Mesurer

<< Module précédent Module suivant >>

Au 19e siècle, les scientifiques ont tenté de saisir le monde à l'aide de chiffres. Les anthropologues mesurent les corps humains et les médecins enregistrent les fonctions corporelles. Les physiologistes pénètrent à l'intérieur du corps et les pathologistes examinent les processus pathologiques après la mort. Des mesures systématiques permettent d'identifier et d'expliquer pour la première fois des phénomènes tels que la fièvre ou la pression sanguine. À la fin du XIXe siècle, ces mesures scientifiques ont fait leur entrée dans la pratique médicale. Cela signifie que les évaluations subjectives perdent de leur importance. Les médecins et les patients sont guidés par des chiffres et des courbes de mesure mesurables et comparables. Ils font encore partie de la norme de la recherche et de la pratique médicales aujourd'hui.

Thermomètres et courbes

Les médecins s'intéressent depuis longtemps à la température corporelle et les physiologistes la mesurent occasionnellement à des fins de recherche. Les mesures systématiques, cependant, ne se sont pas établies dans les nouveaux hôpitaux avant le XIXe siècle. C'est ainsi que les médecins traduisent en chiffres un état perçu subjectivement. Dans un premier temps, la question de la signification exacte des valeurs mesurées reste ouverte. Sa percée en tant que méthode de diagnostic standard est favorisée par la représentation en courbes. Ils permettent d'identifier les évolutions fébriles typiques des différentes maladies. Peu avant 1900, la prise de température a atteint les ménages privés et les guides médicaux, devenant ainsi monnaie courante.

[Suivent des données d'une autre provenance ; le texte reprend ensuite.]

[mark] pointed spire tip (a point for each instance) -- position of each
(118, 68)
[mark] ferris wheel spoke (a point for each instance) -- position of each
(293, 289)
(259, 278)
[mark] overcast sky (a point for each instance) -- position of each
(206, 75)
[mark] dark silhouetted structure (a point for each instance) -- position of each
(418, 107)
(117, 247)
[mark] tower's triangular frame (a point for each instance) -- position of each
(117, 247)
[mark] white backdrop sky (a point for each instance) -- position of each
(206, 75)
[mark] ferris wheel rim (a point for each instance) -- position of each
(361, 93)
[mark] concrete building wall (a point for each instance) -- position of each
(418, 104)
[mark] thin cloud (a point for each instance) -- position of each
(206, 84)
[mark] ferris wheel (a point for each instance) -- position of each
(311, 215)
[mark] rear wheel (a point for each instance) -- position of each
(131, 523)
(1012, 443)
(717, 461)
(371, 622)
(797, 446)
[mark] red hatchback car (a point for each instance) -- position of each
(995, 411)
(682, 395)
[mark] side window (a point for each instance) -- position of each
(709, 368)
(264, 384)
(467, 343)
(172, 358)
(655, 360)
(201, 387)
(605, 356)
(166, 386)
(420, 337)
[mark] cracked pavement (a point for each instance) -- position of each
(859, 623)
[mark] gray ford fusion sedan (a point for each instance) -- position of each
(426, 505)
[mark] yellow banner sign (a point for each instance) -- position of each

De l'instrument de recherche à l'objet quotidien 

Les premiers thermomètres sont longs et peu maniables et sont principalement utilisés dans la recherche. Au 19e siècle, on a introduit un thermomètre de 15 centimètres de long qui fonctionne en dilatant une colonne de mercure. La forme et la fonction restent presque inchangées pendant longtemps. Au XXe siècle, les thermomètres électriques, puis numériques et enfin infrarouges sont apparus. Ils mesurent, et surtout ces derniers, avec précision et en quelques secondes. Cependant, le thermomètre de poche portable avec le mercure toxique persiste et est utilisé jusque dans les années 1990.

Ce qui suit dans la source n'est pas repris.